March 17, 2016
Many a recovering English Composition student remembers being graded on “Content and Mechanics.” Back when teachers attacked papers with an endless supply of red pens, students learned quickly that their ideas were only as good as their capacity to express them clearly and appropriately.
Unfortunately, a red pen has not yet been invented that can circle and “x” what people say out loud at work, or rather, how they say it. As the Wall Street Journal and Harvard Business Review have been reporting, business has noticed.
In a world of increasingly virtualized staffs, non-verbal communication is not only important, it can also be the key to building trust within teams. In these environments, we must enlarge our understanding to go beyond gestures and include tone of voice, the vocal in vocal non-verbal communication. For instance, we all know how likely we are to tune out a speaker whose voice is sluggish and monotone. Put that speaker on a conference call and the results can be disastrous.
The mechanics, once again, matter.
As a first step, we turn from English Comp to an important lesson from the Drama Club. Inflection is one of the many concepts from theater that I recommend as a focus for virtual teams. And, to be clear, even if your team is lucky enough to have a video-based tool like Webex, Skype, or even Google Hangouts, non-verbal communication is still key to making the connections between our team members more than “technical”.
Inflection refers to putting highs and lows into your voice on specific words. (Certain words. Not all of them.) A change in pitch should identify the most important words in a sentence. If you are someone who says, “but it’s all important,” start by applying inflection to the active verbs in your remarks. This is an old trick sometimes attributed to the great Shakespearean actor, Sir John Gielgud. If it’s good enough for Shakespeare, it will probably suffice for your weekly updates!
Most importantly, don’t forget to move back to your normal, comfortable pitch, after the word is finished. Any tone, high or low, can feel monotone if you use it too long. Then, it’s not inflection, it’s just weird.
If you wrote your remarks ahead of time, even if they’re just bullets, consider the following practice from commercial actors. Take two different crayons, one color for high inflection and one color for low. Read your remarks out loud once and try to listen as you read to where your voice “wants to go”, either up or down. Then, go back through your text and underline each keyword with the color that matches the direction your voice took.
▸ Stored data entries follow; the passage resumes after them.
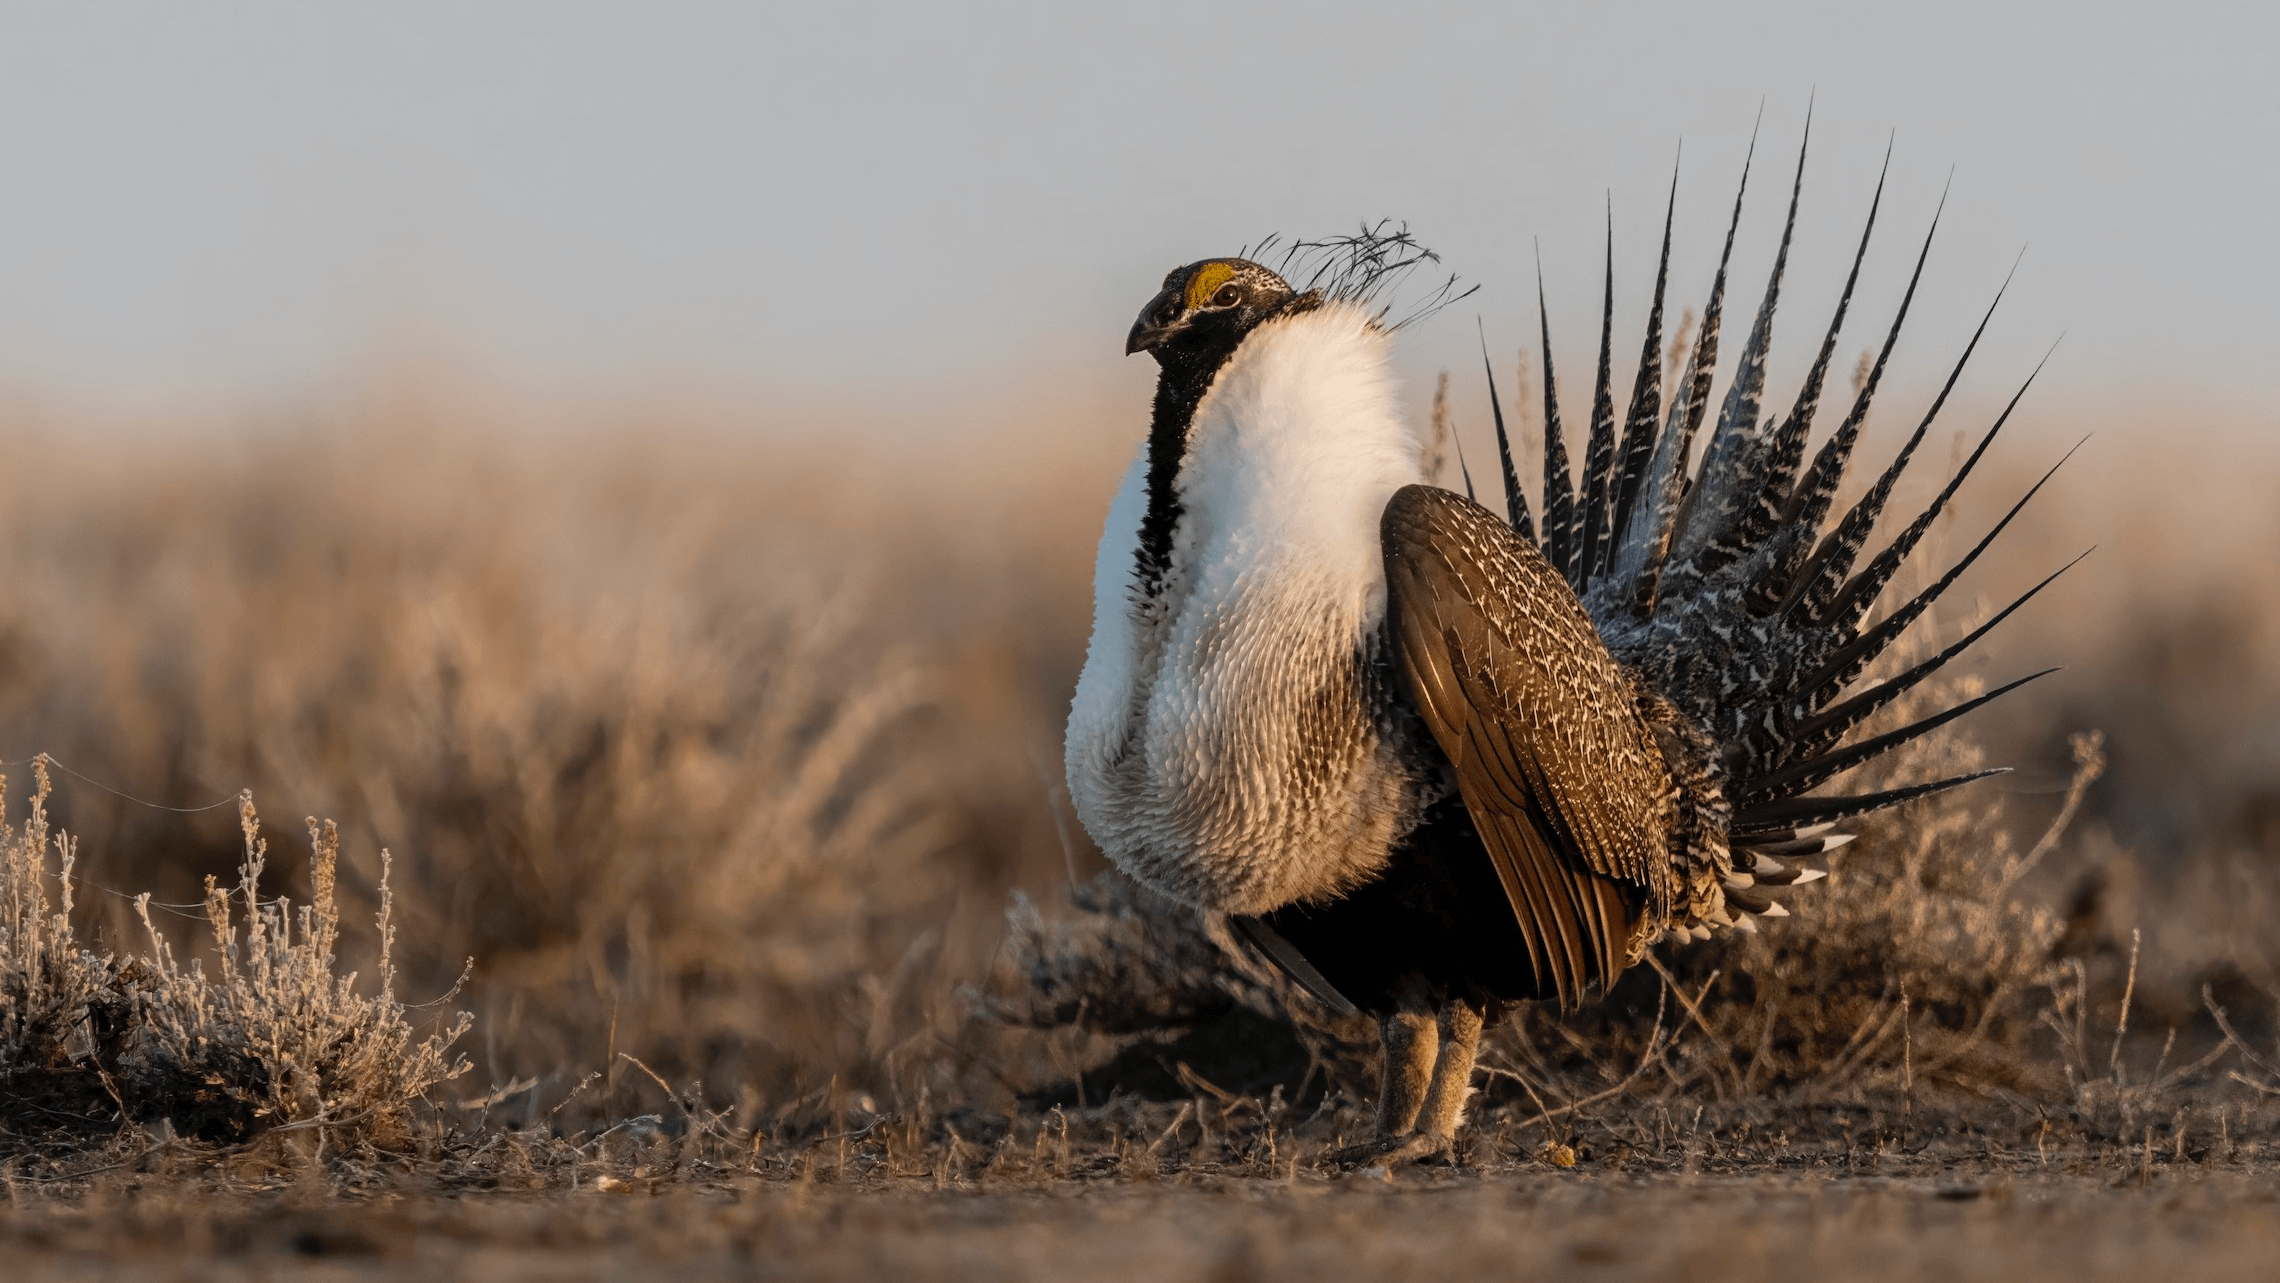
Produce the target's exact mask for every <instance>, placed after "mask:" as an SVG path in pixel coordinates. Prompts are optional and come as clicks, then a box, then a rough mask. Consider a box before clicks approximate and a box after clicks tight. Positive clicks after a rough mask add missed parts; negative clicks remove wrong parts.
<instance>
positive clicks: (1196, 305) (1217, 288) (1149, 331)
mask: <svg viewBox="0 0 2280 1283" xmlns="http://www.w3.org/2000/svg"><path fill="white" fill-rule="evenodd" d="M1290 299H1293V292H1290V285H1288V283H1286V280H1284V278H1281V276H1275V273H1272V271H1268V269H1263V267H1259V264H1256V262H1252V260H1247V258H1206V260H1204V262H1190V264H1188V267H1174V269H1172V271H1170V273H1167V276H1165V278H1163V292H1161V294H1156V296H1154V299H1149V305H1147V308H1142V310H1140V319H1138V321H1133V333H1131V335H1129V337H1126V340H1124V356H1131V353H1135V351H1145V353H1154V356H1156V362H1158V365H1174V362H1176V360H1181V358H1222V356H1227V353H1231V351H1236V344H1240V342H1243V335H1247V333H1252V328H1256V326H1259V321H1265V319H1268V317H1272V314H1277V312H1281V310H1284V308H1286V305H1288V303H1290Z"/></svg>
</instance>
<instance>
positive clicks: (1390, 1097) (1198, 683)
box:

Next, read the text again and over-inflect, pushing yourself to increase the degree to which you raise or lower your voice on each underlined keyword. Finally, when the time comes to speak to your listeners, attempt to strike a middle ground between the over-inflecting you did and the way you normally speak. The result should be more engaging speech that holds your listeners’ attention and demonstrates your own engagement.
At first, using more inflection will seem awkward and uncomfortable. But, after gradually and consistently adding inflection to your conference calls, you may notice more engaged reactions from your listeners. People like listening to those who speak with interest and energy. Inflection is one of those mechanics that will help your important content shine through!